Earlier this month, the American Academy of Pediatrics released their updated recommendations for safe sleep for babies. Officially titled “SIDS and Other Sleep-Related Infant Deaths: Updated 2016 Recommendations for a Safe Infant Sleeping Environment,” the recently-released info detailed 19 best practices for safe sleep and for reducing SIDS.
Read the list below for the 19 recommendations–which include best practices like “back to sleep” and “use a firm surface,” as well as lesser known pieces of info like the importance of tummy time for sleep development and a caution against some commercial monitoring devices–is below, and you can read the official document in its entirety HERE.
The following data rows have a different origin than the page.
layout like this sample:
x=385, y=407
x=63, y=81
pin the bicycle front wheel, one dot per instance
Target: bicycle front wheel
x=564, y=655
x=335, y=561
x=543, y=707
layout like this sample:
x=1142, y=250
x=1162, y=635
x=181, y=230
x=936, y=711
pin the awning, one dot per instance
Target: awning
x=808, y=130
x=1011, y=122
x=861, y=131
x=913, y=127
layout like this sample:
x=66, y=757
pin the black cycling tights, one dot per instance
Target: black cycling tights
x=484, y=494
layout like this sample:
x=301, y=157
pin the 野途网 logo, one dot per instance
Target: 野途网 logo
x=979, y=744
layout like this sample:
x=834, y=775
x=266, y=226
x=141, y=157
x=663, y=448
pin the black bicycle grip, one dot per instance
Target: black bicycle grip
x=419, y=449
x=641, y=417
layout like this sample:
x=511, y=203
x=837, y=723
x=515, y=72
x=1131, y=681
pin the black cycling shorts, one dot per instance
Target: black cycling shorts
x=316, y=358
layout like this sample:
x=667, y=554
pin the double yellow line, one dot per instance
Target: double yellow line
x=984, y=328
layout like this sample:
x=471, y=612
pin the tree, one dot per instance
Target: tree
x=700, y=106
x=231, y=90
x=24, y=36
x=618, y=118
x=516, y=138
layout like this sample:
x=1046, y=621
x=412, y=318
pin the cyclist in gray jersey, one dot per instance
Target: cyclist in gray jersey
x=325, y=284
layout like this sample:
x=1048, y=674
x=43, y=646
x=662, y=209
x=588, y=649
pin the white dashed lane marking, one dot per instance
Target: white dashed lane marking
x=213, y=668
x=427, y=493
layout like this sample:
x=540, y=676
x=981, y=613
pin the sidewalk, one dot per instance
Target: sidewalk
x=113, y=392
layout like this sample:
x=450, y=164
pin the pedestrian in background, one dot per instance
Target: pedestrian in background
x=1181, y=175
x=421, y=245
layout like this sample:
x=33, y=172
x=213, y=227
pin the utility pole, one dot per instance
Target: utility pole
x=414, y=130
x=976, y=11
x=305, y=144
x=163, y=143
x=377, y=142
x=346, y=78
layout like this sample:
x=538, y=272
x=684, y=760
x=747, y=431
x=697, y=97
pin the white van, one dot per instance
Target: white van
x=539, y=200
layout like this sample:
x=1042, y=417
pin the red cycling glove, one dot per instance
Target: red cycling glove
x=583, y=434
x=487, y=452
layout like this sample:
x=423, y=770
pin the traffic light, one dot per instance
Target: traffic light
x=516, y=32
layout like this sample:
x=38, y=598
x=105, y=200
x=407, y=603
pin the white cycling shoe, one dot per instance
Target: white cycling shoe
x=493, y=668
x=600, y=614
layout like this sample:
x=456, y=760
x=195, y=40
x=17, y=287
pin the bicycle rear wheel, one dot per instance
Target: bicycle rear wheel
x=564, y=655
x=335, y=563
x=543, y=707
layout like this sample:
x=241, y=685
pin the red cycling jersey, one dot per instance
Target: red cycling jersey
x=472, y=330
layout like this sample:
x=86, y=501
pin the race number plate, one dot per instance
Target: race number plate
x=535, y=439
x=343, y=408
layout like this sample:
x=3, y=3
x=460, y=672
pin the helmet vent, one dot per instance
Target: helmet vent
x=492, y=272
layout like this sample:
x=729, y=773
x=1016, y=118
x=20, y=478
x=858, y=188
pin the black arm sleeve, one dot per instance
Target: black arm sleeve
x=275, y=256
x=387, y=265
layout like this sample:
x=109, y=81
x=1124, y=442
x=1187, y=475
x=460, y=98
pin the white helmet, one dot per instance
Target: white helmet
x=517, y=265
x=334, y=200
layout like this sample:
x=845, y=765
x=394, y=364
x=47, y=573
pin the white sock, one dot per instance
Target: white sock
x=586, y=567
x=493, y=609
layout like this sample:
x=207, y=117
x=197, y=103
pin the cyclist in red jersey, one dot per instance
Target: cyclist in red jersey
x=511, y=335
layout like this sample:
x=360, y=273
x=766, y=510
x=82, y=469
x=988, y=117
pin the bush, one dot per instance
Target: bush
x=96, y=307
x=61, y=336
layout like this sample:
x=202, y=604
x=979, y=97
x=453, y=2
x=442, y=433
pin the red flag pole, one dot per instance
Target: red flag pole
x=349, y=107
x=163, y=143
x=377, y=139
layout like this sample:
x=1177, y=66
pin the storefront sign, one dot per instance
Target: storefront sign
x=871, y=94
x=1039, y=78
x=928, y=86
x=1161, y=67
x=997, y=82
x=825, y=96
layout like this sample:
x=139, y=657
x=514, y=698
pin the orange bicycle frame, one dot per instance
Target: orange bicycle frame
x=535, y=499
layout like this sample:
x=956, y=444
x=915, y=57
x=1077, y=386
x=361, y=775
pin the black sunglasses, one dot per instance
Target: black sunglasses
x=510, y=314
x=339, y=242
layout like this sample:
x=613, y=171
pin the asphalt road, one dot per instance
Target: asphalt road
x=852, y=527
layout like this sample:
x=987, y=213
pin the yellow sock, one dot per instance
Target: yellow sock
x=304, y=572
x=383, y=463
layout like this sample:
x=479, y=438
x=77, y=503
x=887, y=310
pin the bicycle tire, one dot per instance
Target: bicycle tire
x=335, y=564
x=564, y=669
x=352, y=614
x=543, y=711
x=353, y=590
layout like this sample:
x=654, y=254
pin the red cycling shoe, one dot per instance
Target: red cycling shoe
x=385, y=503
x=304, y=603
To learn more, visit pediatrics.aappublications.org!
1. Back to sleep for every sleep.
2. Use a firm sleep surface.
3. Breastfeeding is recommended.
4. It is recommended that infants sleep in the parents’ room, close to the parents’ bed, but on a separate surface designed for infants, ideally for the first year of life, but at least for the first 6 months.
5. Keep soft objects and loose bedding away from the infant’s sleep area to reduce the risk of SIDS, suffocation, entrapment, and strangulation.
6. Consider offering a pacifier at nap time and bedtime.
7. Avoid smoke exposure during pregnancy and after birth.
8. Avoid alcohol and illicit drug use during pregnancy and after birth.
9. Avoid overheating and head covering in infants.
10. Pregnant women should obtain regular prenatal care.
11. Infants should be immunized in accordance with recommendations of the AAP and Centers for Disease Control and Prevention.
12. Avoid the use of commercial devices that are inconsistent with safe sleep recommendations.
13. Do not use home cardiorespiratory monitors as a strategy to reduce the risk of SIDS.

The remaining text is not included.